Originally from Scarsdale, New York, Steinthal developed an interest in wine through his father, a wine aficionado. After earning a degree in journalism from Northwestern University in Evanston, Illinois, he moved back east to New York City. He heard that City Winery was opening in SoHo and jumped at the opportunity to work at the wine-focused venue. In 2008, he started there as a barback and within just five months, he was promoted to bar manager. Steinthal continued to hone his skills at City W inery for another two years.

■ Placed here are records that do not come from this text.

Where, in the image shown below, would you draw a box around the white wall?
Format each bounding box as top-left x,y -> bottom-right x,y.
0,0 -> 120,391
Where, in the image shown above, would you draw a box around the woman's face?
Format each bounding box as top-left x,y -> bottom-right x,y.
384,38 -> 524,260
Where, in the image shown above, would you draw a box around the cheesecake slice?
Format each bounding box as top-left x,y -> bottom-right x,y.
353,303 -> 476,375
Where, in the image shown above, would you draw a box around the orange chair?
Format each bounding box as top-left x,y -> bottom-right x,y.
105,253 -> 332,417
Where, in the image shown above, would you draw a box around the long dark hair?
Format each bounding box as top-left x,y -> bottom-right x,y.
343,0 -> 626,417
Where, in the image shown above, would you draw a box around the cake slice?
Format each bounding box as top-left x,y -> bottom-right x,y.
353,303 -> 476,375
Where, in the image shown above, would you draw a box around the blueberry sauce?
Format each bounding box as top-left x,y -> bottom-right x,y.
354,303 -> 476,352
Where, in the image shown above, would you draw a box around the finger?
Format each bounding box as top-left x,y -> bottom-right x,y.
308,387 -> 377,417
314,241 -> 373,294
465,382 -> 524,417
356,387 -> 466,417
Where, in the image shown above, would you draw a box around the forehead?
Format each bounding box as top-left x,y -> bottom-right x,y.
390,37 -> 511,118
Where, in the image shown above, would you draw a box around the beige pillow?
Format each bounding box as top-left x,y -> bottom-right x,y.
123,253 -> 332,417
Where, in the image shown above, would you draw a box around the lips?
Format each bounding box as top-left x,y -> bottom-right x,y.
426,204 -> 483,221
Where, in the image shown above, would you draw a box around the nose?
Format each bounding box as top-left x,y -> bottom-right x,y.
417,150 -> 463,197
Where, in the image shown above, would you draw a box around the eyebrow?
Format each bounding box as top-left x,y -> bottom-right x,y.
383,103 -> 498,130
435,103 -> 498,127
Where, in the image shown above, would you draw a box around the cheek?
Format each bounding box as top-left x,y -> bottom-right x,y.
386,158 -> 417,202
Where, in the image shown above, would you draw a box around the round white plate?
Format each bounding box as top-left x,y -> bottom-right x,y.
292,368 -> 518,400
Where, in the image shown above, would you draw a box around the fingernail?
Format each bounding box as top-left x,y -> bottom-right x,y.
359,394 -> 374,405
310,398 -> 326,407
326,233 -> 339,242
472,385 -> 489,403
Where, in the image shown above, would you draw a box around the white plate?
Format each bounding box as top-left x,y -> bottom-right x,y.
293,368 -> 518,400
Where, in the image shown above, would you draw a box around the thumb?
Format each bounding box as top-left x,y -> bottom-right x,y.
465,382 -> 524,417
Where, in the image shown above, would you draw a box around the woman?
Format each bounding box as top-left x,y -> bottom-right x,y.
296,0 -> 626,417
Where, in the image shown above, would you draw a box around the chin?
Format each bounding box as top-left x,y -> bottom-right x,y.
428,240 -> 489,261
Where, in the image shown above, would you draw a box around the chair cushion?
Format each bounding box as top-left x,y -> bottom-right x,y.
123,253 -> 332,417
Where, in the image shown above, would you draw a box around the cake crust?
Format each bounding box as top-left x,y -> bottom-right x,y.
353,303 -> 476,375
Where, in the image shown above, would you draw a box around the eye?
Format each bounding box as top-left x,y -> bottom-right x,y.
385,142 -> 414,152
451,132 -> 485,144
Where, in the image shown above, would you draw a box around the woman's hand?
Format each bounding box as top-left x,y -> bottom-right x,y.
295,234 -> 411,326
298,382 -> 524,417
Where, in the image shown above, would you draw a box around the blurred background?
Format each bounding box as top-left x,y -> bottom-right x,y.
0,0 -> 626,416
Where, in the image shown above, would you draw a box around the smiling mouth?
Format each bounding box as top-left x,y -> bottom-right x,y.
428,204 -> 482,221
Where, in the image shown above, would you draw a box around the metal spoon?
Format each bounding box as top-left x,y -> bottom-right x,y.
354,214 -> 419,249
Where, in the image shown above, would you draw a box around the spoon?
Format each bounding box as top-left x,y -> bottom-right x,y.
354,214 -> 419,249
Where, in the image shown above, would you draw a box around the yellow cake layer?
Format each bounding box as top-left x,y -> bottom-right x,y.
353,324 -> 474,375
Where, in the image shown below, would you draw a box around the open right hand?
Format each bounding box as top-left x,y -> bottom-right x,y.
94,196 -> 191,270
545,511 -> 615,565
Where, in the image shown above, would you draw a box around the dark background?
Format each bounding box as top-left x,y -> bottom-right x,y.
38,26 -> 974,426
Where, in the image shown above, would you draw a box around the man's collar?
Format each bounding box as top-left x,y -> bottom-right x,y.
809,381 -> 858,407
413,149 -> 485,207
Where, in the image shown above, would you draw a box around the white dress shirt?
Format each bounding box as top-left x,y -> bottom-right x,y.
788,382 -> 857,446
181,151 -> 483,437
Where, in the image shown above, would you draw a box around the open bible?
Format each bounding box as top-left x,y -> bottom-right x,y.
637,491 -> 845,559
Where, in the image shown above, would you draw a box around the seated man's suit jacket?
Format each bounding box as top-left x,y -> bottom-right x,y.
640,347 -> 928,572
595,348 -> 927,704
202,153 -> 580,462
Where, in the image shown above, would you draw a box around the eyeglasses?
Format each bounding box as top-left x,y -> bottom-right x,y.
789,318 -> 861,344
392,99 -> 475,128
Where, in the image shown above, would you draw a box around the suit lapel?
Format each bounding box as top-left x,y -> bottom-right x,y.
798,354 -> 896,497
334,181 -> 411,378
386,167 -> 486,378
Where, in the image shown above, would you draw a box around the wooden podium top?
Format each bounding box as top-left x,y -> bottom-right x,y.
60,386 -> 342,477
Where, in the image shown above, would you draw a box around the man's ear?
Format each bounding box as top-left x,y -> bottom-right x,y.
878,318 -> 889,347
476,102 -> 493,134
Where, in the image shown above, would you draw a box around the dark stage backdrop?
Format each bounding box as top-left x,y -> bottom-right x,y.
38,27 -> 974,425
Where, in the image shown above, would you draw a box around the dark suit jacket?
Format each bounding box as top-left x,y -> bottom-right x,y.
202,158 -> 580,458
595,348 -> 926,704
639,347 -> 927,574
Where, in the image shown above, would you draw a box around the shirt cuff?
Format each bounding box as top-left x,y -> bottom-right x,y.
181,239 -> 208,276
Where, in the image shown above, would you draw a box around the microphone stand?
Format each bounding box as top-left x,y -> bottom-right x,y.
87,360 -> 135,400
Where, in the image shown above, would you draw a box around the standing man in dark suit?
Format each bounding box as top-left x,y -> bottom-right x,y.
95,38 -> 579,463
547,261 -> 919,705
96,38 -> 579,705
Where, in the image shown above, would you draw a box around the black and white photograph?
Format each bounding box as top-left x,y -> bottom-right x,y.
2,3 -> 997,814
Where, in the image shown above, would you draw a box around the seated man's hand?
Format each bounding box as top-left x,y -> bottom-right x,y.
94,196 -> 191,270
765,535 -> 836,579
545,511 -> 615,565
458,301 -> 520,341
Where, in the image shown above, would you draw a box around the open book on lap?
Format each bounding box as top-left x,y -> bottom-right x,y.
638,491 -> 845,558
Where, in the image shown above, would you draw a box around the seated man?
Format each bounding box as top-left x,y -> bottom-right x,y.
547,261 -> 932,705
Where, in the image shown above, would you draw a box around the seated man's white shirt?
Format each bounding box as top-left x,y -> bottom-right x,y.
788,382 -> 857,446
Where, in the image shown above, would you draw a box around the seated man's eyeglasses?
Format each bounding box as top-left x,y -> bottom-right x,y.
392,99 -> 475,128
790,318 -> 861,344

In 2010, he moved on to Pulino's, Keith McNally's restaurant on the Bowery, where he worked as a bartender on the opening team. As he built his experience behind the bar, he applied for a general manager position at South Edison, a new Montauk eatery opening that summer. Steinthal was excited by the opportunity and was hired to head up the front-of-house. While there, he made an instant connection with chef and owner Todd Mitgang and under their leadership, South Edison earned a glowing review in The New York Times in the summer of 2011. During the off-season that year, Steinthal moved to San Francisco to spend the winter with his father and return to his bartending roots at Tyler Florence's new restaurant Wayfare.
When Mitgang and business partner Brian Owens reopened Crave Fishbar across the street from its original location, the decision to join them was an easy one. At Crave Fishbar, Steinthal's favorite part of his job is that every day is new and different. He enjoys meeting new people and providing guests with an experience that they have never had before
When not greeting guests at Crave, Steinthal cooks for friends and family. He always looks to Mitgang for recipe ideas.